冷房ないフランス、暑い日は「窓・雨戸を閉める」!? 驚きのしのぎ方

レンヌ、7月1日|Jeremias Gonzalez / AP Photo

 年々暑さが厳しくなるヨーロッパの夏。日本ほど湿度は高くないとはいえ、気温が30度を超えればやはり堪える。しかもクーラーのない家庭が多いため、身体を冷やすのもひと苦労だ。実際、2021年の統計によれば、フランスにおけるクーラーの普及率はわずか26%。では、フランスの人々はどうやってこの暑さをしのいでいるのだろうか。

◆クーラー購入台数の増加
 今世紀に入ってから「猛暑」はもはや珍しいものではなくなり、フランスでは年々クーラーの購入台数が増えている。たとえば2020年には、それまで年間約35万台だった購入数が、一気に80万台を超えたという。

 ウェスト・フランス紙によれば、全体のクーラー普及率も、2015年には11%だったのが、2021年には26%へと大きく伸びた。2021年に行われた調査では、対象となった家庭の4分の1が「2年以内に購入したい」と答えており、現在はさらに普及が進んでいる可能性が高い。

◆医療機関すら過半数はクーラーなし
 エプシローン誌によれば、施設ごとのクーラー設置率は、2020年時点でオフィスが64%、商業施設が55%。数字上は半数を超えているように見えるが、実際には公務員として働く筆者の義妹の職場にも、国際企業に勤める友人のオフィスにもクーラーはなく、筆者が住むフランス北部では、クーラーのない職場は珍しくないのが実情だ。

 カフェやホテル、レストランに目を向けても、クーラーを備えた施設は全体の46%にとどまる。驚くべきことに、医療機関ですら設置率はわずか41%。交通機関にいたっては14%とさらに低く、夏にパリを訪れた人は、地下鉄の熱気に驚いたかもしれない。筆者はふだんトラム(路面電車)をよく利用しているが、クーラーはなく、ガラス張りの車両の窓も開かない構造で、夏はまるで動く熱帯植物園のようになる。学校に至っては、クーラーの設置率はわずか7%に過ぎない。

◆基本の暑さ対策は「閉める」こと
 では、エアコンがあまり普及していないこの国では、どのように暑さをしのいでいるのだろうか? まず、建物内での基本的な対策は、窓や雨戸をしっかり閉め切ること。ヨーロッパの建物は日本の家屋に比べて壁が厚く、室温を保ちやすいため、この「閉める」が有効なのだ。もちろん、ずっと締め切ったままではなく、気温の下がる時間帯に窓を開けて空気を入れ替える必要がある。

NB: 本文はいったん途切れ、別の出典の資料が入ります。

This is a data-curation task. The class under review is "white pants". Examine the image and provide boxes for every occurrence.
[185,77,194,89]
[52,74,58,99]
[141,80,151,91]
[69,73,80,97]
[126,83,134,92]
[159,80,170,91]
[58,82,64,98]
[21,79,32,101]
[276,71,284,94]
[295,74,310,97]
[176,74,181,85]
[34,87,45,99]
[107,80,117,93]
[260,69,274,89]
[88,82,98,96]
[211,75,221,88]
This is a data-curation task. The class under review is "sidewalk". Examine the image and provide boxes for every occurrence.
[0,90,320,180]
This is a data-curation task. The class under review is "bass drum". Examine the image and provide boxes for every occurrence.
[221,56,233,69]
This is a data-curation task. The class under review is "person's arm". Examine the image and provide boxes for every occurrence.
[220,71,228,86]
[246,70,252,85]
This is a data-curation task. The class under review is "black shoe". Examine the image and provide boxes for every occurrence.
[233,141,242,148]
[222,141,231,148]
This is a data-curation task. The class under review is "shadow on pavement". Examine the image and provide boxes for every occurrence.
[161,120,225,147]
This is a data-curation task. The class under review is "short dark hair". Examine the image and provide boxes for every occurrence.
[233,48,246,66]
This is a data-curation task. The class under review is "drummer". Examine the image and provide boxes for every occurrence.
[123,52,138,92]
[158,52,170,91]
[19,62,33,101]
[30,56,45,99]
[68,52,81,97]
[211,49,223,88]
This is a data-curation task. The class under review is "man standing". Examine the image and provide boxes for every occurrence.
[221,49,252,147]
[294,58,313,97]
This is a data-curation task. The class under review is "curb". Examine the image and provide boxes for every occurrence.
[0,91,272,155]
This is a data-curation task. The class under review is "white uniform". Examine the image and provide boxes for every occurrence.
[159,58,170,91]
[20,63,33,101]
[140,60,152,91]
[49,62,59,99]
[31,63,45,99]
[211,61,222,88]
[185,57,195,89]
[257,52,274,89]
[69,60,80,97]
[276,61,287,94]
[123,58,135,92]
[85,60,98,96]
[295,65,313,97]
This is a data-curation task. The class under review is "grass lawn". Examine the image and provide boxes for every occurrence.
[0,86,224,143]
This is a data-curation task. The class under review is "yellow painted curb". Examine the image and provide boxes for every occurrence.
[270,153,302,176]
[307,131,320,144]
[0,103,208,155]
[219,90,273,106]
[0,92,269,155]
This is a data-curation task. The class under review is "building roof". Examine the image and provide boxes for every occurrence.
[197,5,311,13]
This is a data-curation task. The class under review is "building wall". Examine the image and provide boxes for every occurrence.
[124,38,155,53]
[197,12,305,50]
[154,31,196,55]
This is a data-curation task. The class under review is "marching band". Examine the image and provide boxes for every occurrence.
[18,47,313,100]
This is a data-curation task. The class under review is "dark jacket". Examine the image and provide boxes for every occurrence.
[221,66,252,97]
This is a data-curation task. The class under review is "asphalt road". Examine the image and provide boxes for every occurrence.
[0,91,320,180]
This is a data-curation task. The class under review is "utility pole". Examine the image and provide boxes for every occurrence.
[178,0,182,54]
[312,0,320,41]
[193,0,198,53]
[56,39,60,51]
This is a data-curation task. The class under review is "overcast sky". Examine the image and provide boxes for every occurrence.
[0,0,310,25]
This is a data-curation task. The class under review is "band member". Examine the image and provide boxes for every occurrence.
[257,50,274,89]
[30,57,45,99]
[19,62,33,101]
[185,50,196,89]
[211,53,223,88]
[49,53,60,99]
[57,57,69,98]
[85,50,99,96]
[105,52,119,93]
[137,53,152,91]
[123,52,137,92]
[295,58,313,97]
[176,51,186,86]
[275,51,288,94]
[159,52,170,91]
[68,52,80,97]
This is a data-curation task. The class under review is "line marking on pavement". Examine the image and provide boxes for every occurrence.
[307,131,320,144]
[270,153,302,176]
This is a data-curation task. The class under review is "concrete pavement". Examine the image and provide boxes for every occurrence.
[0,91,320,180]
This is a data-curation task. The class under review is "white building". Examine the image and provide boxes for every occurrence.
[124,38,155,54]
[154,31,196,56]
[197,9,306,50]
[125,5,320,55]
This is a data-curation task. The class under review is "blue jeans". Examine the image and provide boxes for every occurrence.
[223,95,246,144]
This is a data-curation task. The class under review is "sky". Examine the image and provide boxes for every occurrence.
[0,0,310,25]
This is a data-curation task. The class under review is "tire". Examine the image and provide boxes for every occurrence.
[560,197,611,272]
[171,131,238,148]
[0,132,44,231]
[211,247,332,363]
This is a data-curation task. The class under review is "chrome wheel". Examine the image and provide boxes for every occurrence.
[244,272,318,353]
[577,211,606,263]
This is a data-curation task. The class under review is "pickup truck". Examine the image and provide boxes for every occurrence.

 そして、1日のうちでいちばん涼しくなるのはいつか。結論から言えば、それは朝だ。フランスは日本でいえば北海道よりも北に位置しており、夏至の時期には日がとても長い。筆者が住む北フランスでは、日没が夜10時を過ぎることも珍しくない。そのため、日本なら夜と感じる20時ごろでも、空は明るく、気温もまだ高いままだ。

 この「閉めてしのぐ」暑さ対策は、筆者の経験ではフランスだけでなく、スペインやイタリアでも共通している。ただし、個人的にはこの方法で快適に過ごせるのはせいぜい気温が30度台前半まで。また、下の階ならまだしも、熱がこもりやすい上層階では、あまり効果がないと感じることもある。

◆欧州ならではの「涼」を求めて
 フランス政府は、猛暑に対応するための「SOSコール」専用番号を設け、熱中症対策や個別の相談に応じている。もしすでに家の中の気温が上がりすぎている場合は、「エアコンのあるショッピングセンター、図書館、映画館、美術館、市民プールなどに出かけるように」と呼びかけている。(フランス・アンフォ

 こうした場所に加え、ヨーロッパならではの「涼を取れるスポット」もある。たとえば、教会や大聖堂、古城などの石造りの建物は、天井が高く、分厚い石壁のおかげで気温の変化が少なく、夏でもひんやりと感じられる。また、公園や庭園にも、背の高い木々が生い茂るエリアが多く、いくぶん心地よく感じられる。

◆自治体による対策
 フランス各地の自治体では、2017年以降、猛暑への備えとしてさまざまな対策を講じている。エアコンを備えた市営施設がある場合は、気温のレベルに応じてそれらを開放する措置も取られている。

 たとえば南部の港町マルセイユでは、猛暑を受けて市民プールの無料開放を実施したほか、ビーチへのアクセス時間や公園・庭園の開園時間を延長する対応を決めた(フランス・アンフォ)。

 さらに、局地的に最高気温が41度に達すると見込まれている7月1日には、全国の約4万5000校のうち1896校が休校を決定している(フランス・アンフォ)。